The Democrat-led House voted 214-207 mostly along party lines to pass the measure Thursday night. Eighteen Democrats joined Republicans in their opposition to the bill.
"I urge President Trump and Senate Republicans to work with us to reach bipartisan agreement without further delay," House Democratic leader Steny Hoyer said in an appeal to fellow lawmakers and the administration. "Millions of American families, workers and small business owners are looking to Congress for help. Let us come together, as we have before, to help Americans respond to the crisis of COVID-19."

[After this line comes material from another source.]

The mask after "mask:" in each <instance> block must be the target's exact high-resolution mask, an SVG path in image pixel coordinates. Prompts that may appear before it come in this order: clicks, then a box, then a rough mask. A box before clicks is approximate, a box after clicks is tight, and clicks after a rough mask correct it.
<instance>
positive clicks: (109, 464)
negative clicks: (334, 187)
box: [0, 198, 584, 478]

The measure is an update to the $3.4 trillion HEROES Act that passed in the House in May but never made it to the Senate floor.
It includes $600 in weekly unemployment benefits through January and a second round of $1,200 payments mailed to taxpayers as well as a $500 check for dependents. It also sets aside $182 billion for grade schools, $39 billion for post-secondary institutions and $57 billion for childcare support, and would add funds to the Paycheck Protection Program.
It is not expected to move beyond the House as Senate Republican leader Mitch McConnell has opposed the legislation, proposing a narrower measure that was blocked by Democrats.
"Anything above $1 trillion would be difficult," said Sen. Chuck Grassley of R-Iowa, chairman of the Senate finance committee. "There's a real revulsion among Republicans to going above $1 trillion and even $1 trillion is real difficult."
The two emerged from a 90-minute meeting on Wednesday after which Mnuchin said they failed to reach an agreement. Pelosi said they found areas where "we are seeking further clarification."
Prior to Thursday's vote Pelosi said she was hopeful to reach an agreement but negotiations were "still way off" in terms of agreeing on funding for state and local governments, adding Democrats continued to "have concerns about a sufficient amount of money to address the unemployment insurance needs of the American people."